Pero todas estas cuestiones elementales, que se estudian en primero de Economía, al parecer han sido olvidadas por completo por el señor Piketty, no por la musa Yolanda Diaz, que en el Círculo de Bellas Artes suscribió todos sus delirios, pero que tiene, como descargo de sus desvaríos, no saber palabra alguna de economía, y que como hija de sindicalista y abogada laboralista está envenenada por la lucha de clases y el espíritu de la contradicción insuperable entre el capital y el trabajo, habiendo dedicado la mayor parte de su vida a la confrontación entre patrones y obreros, por decirlo en el lenguaje marxista que tanto le gusta.

En la fecha de autos, Díaz respaldó todas las excentricidades de Piketty y amenazó a España con trabajar durante todo este año en diseñar un modelo de cogestión empresarial. “El qué se produce, cómo y cuándo deben ser ámbitos en los que los trabajadores tengan poder de decisión”, dijo. Y no crean que le tembló el pulso. A mí no me consta haber oído una barbaridad de tal calibre en los anales de la historia. Al menos en los regímenes comunistas, también para desgracia de los consumidores, eran los planificadores estatales los que se encargaban de estos asuntos, induciendo el desabastecimiento y la miseria de sus súbditos, pero jamás se les ocurrió someter la fabricación a un procedimiento nocivamente democrático, cuando no asambleario, que expulsaría de inmediato la presencia del capital monetario en busca de su justa rentabilidad y futuro en lugares menos hostiles.

La musa del Ferrol también insistió en su cruzada fiscal contra los ricos, que según ella son unos desertores tributarios, y afirmó que no es aceptable que los tipos máximos del IRPF sean sólo del 45%. ¿Qué es lo que le parecería aceptable a esta señora cuando, en términos comparativos, somos el país europeo en el que los ciudadanos aportan el mayor esfuerzo fiscal?
Como no cabía esperar de otra manera de gurús y musas tan anacrónicos como peligrosos el debate acabó con una refutación en toda regla de las normas comunitarias de estabilidad fiscal, que obligan a controlar el déficit y la deuda pública y con un repudio de la unanimidad a que están sometidas, proponiendo también la democratización de la política monetaria a fin de que sea más participativa, solidaria y en último término criminal para los intereses generales y el bien común.

Aunque estoy seguro de que ambos personajes nos seguirán ofreciendo días de gloria y sentencias de esas destinadas a ser esculpidas en mármol, el francés casi importa menos, pues ha perdido todo el prestigio que tuvo algún día entre la academia e incluso entre la crítica amiga.

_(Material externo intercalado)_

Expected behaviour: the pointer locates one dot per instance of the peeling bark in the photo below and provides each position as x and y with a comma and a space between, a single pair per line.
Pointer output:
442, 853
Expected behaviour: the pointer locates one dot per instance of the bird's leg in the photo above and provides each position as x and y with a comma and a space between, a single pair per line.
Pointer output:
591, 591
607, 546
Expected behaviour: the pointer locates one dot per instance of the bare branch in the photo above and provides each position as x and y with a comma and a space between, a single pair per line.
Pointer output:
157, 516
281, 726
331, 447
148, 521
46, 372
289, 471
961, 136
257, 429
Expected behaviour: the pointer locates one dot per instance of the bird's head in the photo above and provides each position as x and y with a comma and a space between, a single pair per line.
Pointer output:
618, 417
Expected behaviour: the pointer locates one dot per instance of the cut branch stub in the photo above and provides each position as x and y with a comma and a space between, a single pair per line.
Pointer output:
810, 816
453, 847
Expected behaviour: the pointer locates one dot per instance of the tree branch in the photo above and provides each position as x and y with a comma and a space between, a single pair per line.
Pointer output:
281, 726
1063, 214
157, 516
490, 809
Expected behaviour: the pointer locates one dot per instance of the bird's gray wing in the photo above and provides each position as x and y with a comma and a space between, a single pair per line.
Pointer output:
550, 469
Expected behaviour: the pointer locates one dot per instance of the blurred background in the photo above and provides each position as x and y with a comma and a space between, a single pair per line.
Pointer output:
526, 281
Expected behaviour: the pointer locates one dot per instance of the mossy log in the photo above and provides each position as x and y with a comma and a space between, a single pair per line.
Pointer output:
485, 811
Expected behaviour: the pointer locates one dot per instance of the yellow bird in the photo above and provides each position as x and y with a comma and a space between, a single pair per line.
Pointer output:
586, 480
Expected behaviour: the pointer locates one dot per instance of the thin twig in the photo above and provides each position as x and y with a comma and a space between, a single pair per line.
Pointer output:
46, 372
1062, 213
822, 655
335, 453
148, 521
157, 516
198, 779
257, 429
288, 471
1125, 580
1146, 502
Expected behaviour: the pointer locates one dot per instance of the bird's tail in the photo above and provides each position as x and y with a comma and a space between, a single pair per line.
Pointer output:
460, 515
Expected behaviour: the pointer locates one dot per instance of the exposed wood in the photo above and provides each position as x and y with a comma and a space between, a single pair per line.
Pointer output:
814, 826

Lo de la señora Díaz es peor porque la tenemos aquí y es la número tres del Gobierno. O sea que no queda más remedio que seguir soportando sus extravagancias y, peor aún, sus ínfulas como promotora de un nuevo proyecto político destinado a hacer cosas chulas para mejorar la vida de la gente. Después de Zapatero, con Sánchez de cuerpo presente, una vez que nos hemos librado de Pablo Iglesias gracias a Ayuso, no nos faltaba más que tener que padecer la ignorancia enciclopédica junto la conmovedora ambición de esta señora dispuesta a hacernos felices sin que nadie se lo haya pedido. Éramos pocos y parió la abuela.